THE TERROR OF TINY TOWN de Sam Newfield (1938)

Publié le par Ludo Z-Man

C’est par un film devenu un classique au sens propre du terme que je commence une petite série consacrée aux aberrations du cinéma américain des années 30 et aux pionniers du cinéma d’exploitation. En effet, si le cinéma bis semble commencer son age d’or dans les années 50, il est plus difficile d’avoir accès à des œuvres plus anciennes qui pourtant anticipent sur les outrances et les folies de ces films que nous aimons tant ici. Ca tombe bien : l’éditeur DVD Bach Films rend un hommage mérité à l’un des artisans les plus prolifiques de son époque, Sam Newfield (Samuel Neufield de son vrai nom), plus de 250 films au compteur en 40 ans de carrière, et dont la filmographie explose des les années 30, décennie où le bonhomme donne tout particulièrement dans son genre de prédilection : le western de série B. Mais il ne manquera pas d’aller explorer d’autres genres comme le rappelait récemment mon ami Pierrot dans sa chronique de Nabonga, un film d’aventures exotiques ultra-fauché avec un type dans un costume de gorille, ce qui est toujours un gage de qualité, c’est connu.


Mais c’est donc un western qui deviendra l’opus le plus connu du grand Newfield : en effet, à cette époque, il rencontre le producteur Jed Buell qui lui propose de tourner un film avec les « Singer Midgets », une troupe de nains chanteurs qui se produisaient avec succès dans des spectacles à Hawaï.

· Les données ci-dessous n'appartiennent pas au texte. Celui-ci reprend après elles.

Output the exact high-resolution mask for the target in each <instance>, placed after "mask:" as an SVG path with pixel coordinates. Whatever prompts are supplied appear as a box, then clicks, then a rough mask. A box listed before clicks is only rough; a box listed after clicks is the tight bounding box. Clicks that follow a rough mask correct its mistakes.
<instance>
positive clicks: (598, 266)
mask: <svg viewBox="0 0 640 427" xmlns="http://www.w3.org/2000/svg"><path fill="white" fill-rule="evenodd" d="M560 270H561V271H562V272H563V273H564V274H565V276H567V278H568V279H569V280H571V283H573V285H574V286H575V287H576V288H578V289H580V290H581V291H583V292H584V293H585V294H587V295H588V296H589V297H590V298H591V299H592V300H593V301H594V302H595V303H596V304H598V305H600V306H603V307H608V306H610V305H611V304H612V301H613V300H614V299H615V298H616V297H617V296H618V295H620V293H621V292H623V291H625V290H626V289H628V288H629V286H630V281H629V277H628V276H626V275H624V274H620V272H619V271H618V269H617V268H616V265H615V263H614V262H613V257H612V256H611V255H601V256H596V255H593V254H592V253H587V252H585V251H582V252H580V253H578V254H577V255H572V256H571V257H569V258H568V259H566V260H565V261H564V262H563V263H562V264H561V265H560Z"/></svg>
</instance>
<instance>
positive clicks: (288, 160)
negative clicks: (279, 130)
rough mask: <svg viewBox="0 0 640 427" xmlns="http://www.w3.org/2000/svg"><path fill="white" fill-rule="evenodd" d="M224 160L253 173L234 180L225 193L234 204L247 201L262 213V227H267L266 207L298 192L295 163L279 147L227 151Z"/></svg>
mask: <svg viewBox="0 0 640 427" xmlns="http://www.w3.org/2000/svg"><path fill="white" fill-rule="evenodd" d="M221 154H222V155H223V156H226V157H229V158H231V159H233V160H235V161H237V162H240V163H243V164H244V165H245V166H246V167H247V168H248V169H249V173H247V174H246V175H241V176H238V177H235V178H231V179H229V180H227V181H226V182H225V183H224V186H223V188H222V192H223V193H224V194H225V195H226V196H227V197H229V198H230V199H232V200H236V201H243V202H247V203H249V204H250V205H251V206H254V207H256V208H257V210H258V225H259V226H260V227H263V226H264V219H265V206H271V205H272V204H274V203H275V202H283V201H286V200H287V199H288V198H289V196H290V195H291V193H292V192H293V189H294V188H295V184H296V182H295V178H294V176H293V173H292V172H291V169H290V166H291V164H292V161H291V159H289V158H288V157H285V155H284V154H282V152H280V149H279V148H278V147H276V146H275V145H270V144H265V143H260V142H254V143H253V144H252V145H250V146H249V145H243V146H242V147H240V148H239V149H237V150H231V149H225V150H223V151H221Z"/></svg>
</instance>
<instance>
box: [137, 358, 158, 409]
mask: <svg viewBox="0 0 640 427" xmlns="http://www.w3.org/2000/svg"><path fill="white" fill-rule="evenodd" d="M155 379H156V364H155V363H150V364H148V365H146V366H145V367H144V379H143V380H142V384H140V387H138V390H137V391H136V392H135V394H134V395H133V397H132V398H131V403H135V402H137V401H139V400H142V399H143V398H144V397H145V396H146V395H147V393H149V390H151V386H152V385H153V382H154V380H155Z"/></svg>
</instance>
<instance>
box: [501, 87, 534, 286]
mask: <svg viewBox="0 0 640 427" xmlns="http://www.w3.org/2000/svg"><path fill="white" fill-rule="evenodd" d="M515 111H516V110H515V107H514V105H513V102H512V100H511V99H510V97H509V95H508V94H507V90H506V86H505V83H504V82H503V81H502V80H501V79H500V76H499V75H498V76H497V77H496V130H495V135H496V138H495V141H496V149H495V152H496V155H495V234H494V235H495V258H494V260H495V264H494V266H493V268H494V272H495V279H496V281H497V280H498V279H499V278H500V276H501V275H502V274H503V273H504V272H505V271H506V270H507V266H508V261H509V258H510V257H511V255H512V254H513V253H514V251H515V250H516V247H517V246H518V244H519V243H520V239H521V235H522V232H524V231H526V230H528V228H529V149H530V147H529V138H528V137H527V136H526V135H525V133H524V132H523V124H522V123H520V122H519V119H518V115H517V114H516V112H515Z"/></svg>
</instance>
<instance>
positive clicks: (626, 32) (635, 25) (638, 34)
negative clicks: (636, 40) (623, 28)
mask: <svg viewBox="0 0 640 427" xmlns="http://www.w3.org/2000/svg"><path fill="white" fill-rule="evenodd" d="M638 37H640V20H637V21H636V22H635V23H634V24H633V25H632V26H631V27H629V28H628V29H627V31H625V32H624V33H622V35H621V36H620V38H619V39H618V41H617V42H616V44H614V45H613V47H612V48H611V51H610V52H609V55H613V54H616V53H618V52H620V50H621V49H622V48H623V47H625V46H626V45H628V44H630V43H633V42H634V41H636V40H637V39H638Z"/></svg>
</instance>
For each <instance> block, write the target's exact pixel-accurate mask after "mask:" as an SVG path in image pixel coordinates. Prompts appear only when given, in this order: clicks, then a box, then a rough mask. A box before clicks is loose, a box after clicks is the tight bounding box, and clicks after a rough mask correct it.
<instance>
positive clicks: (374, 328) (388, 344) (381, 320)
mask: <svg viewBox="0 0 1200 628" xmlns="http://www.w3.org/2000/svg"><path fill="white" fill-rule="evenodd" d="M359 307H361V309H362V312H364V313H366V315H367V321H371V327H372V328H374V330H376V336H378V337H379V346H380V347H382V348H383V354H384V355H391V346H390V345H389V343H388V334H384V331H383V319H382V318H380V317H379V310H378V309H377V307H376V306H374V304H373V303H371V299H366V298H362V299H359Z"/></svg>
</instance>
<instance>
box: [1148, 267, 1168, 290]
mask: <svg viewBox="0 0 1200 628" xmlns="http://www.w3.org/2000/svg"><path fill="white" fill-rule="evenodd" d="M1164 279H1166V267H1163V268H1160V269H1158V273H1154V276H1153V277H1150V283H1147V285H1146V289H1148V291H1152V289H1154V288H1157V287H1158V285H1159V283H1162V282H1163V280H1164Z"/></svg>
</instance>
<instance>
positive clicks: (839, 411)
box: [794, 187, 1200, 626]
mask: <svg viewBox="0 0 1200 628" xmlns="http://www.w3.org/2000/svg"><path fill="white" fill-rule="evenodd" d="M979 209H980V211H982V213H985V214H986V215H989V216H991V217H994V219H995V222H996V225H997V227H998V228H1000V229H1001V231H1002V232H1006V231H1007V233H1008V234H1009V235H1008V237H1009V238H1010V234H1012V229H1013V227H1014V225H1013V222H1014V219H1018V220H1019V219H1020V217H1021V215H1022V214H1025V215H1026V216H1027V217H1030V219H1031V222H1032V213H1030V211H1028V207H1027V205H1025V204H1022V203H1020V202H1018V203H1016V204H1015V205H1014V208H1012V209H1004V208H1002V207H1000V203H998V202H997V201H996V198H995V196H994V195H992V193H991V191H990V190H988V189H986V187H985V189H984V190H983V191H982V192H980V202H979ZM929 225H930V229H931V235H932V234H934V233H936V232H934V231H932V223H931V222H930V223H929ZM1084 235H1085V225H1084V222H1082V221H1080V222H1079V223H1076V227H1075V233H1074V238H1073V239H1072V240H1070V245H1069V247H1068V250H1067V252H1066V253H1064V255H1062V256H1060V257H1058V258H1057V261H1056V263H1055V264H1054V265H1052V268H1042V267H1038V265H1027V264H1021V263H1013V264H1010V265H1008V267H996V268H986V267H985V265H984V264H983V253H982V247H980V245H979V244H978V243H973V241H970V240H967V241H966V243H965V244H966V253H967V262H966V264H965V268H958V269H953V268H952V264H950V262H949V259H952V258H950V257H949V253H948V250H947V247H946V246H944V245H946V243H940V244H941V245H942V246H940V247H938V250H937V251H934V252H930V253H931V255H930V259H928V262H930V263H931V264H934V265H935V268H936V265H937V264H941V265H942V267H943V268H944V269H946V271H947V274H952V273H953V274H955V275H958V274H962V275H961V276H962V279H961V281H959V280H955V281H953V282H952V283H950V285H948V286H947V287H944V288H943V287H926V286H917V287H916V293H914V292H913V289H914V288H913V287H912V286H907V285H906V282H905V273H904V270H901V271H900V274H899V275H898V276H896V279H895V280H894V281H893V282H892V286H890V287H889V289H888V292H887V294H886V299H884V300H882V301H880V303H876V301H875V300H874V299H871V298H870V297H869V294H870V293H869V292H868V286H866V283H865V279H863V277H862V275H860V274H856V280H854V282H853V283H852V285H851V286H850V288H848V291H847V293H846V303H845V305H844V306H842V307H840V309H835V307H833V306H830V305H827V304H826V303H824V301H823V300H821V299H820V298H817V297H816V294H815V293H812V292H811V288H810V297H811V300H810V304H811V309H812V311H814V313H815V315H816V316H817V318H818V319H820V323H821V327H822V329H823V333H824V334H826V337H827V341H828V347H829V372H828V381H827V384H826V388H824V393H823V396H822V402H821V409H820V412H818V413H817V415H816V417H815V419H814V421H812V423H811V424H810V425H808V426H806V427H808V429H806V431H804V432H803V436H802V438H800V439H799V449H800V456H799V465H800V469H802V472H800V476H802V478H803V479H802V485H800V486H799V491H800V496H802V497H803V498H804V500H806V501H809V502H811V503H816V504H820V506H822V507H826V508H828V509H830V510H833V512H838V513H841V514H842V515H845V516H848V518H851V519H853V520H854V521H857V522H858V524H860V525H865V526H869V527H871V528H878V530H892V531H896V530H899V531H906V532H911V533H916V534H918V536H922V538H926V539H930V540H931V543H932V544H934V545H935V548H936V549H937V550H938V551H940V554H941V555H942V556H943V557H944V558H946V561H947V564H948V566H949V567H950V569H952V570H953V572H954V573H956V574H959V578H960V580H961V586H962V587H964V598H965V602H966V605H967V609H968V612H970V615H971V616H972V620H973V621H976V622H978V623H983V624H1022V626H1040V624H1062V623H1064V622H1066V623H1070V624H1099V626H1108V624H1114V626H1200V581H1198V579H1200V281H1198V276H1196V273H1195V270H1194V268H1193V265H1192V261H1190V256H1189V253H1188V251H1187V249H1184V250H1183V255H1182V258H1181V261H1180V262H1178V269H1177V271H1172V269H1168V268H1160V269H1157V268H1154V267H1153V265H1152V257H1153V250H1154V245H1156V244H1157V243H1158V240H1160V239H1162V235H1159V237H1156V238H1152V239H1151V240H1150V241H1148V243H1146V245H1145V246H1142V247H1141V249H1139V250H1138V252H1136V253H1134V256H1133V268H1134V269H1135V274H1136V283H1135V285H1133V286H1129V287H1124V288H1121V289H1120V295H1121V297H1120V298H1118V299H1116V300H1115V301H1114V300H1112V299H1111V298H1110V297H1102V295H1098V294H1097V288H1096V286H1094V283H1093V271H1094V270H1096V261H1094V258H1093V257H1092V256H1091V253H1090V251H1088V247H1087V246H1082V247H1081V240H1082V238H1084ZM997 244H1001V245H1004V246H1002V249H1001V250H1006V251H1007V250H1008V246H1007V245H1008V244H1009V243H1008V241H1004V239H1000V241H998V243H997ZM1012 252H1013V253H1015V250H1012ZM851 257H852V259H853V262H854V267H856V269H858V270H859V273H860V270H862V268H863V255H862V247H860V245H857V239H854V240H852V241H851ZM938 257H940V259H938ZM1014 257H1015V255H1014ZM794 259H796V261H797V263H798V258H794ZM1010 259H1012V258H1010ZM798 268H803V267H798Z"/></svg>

Il n’en fallait pas plus pour enfanter un des objets cinématographiques les plus aberrants qui soient : un western musical avec des nains. All midgets casting, proclame fièrement le générique. De quoi s’étouffer avec son pop-corn. Le résultat a donc au moins le mérite de repousser les limites de l’imaginable. L’intrigue passe forcément au second plan face au sentiment d’étrangeté que dégagent les images du film. Il y en une pourtant : une vague histoire de rivalité entre deux familles de fermiers, les Preston et les Lawson, prises dans un complot manigancé par le méchant Haines qui jubile à mettre de l’huile sur le feu. Et au milieu de ça, une romance dégoulinante entre le fils Lawson et la fille Preston, façon Romeo et Juliette de l’Ouest Américain. Avec un concept pareil, il est aussi évident que la mise en scène se contentera du strict minimum. Et c’est là qu’on comprend l’un des paradoxes les plus étranges du film : malgré son principe franchement douteux et pour le moins excentrique, le film ne fait preuve d’aucun second degré. Nous ne sommes pas devant une parodie. Nous sommes dans un western qui tente de respecter toutes les règles et de reproduire tous les motifs du genre : course-poursuite, cavalcades frénétiques, complots, bagarres de saloon, corruption du shérif, vengeance

La taille des comédiens est donc la seule bizarrerie notable, et c’est bien ce que la mise en scène se plait à souligner en montrant que le décor et les accessoires n’ont pas été construits « à l’échelle » si vous me permettez l’expression. Du coup, pour l’orchestre du saloon, il faut deux musiciens pour jouer de la contrebasse. Reste que nos héros chevauchent des poneys lors des scènes d’action. Si l’amusante scène d’introduction façon music-hall semble donc annoncer une parodie délirante, c’est bien à un classique western matiné de comédie musicale auquel nous assistons. Même les intermèdes comiques et mélodramatiques ne font pas preuve de la moindre once d’ironie. Et si le film laisse globalement perplexe, c’est avec les fameuses scènes musicales que nous touchons le fond, le chœur de nains barbus qui improvisent une chansonnette chez le barbier du coin ou notre vaillant héros qui déclare son amour à sa belle donnent lieu à des moments particulièrement éprouvants qui vrillent les oreilles et scient les nerfs. Selon l’humeur, cette évocation de l’Ouest Américain à la mode Playmobil peut donc être vue comme une aberration particulièrement grotesque ou un sommet d’ennui totalement affligeant.